Abstract 28P
Background
Lung TRACERx is a prominent study employing multi-region and longitudinal multi-omics sequencing to unravel the evolutionary trajectories of cancer. Although aberrant DNA methylation patterns have been widely described in nearly all human cancers, their interplay with genomic alterations in lung cancer is poorly understood. Incorporating the contribution of epigenetic modifications to cancer evolution trajectories within TRACERx could improve our understanding of the intricate relationship between genetic and epigenetic modifications.
Methods
Multi-region sampling from 61 patients (212 tumor regions) and 60 normal adjacent tissue samples was performed. Reduced representation bisulphite sequencing was performed and the CAMDAC tool (Larose Cadieux, 2020) was applied to determine purified tumor methylation rates. Whole exome sequencing and somatic copy number alterations (SCNAs) were inferred using ASCAT (Van Loo, 2010) and Methsig (Pan, 2021) was performed to discover candidate DNA methylation driver genes.
Results
We describe a novel method to determine intra-tumor methylation heterogeneity based on the mean euclidean distance between all CpGs, which correlated with established ITH scores, including SNV-, SCNA- and transcriptomic -ITH metrics. Through the integration of DNA methylation and genomic alterations in our multi-region cohort, we identify parallel mechanisms contributing to ubiquitous silencing of 32 out of 63 classical TSGs such as NSD1, GATA3 and MGA. Copy number loss of these TSGs preceded DNA methylation in the majority of tumors e.g. for FAT1 and RB1. In contrast, for NOTCH1 and GATA3, DNA methylation generally preceded copy number loss. Histology specific DNA methylation drivers, which were enriched with differentiation factors e.g. HOX and TBX genes, were predominantly hypermethylated prior to copy number loss.
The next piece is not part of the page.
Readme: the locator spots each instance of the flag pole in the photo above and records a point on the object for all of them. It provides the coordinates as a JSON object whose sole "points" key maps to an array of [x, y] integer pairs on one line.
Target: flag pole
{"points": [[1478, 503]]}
Finally, we describe DNA methylation-dependent dosage-compensation of essential genes amplified by virtue of their location proximal to amplified oncogenes.
Conclusions
We determine methylation heterogeneity, both the extent and relative timing of convergent repression mechanisms in tumor evolution, and discover DNA methylation-based driver genes in NSCLC.
Clinical trial identification
Editorial acknowledgement
Legal entity responsible for the study
TRACERx.
Funding
CRUK, Pfizer, AstraZeneca, Bristol Myers Squibb, Roche-Ventana, Boehringer Ingelheim.
Disclosure
C. Swanton: Financial Interests, Personal, Research Grant: Pfizer, AstraZeneca, Bristol Myers Squibb, Roche-Ventana, Boehringer Ingelheim, Archer Dx Inc., Ono Pharmaceutical; Financial Interests, Personal, Advisory Board: AstraZeneca; Financial Interests, Personal, Advisory Role: Amgen, Pfizer, Novartis, GlaxoSmithKline, MSD, Bristol Myers Squibb, Celgene, AstraZeneca, Illumina, Genentech, Roche-Ventana, GRAIL, Medicxi, Metabomed, Bicycle Therapeutics, Sarah Cannon Research Institute, Apogen Biotechnologies; Financial Interests, Personal, Principal Investigator: Achilles Therapeutics. All other authors have declared no conflicts of interest.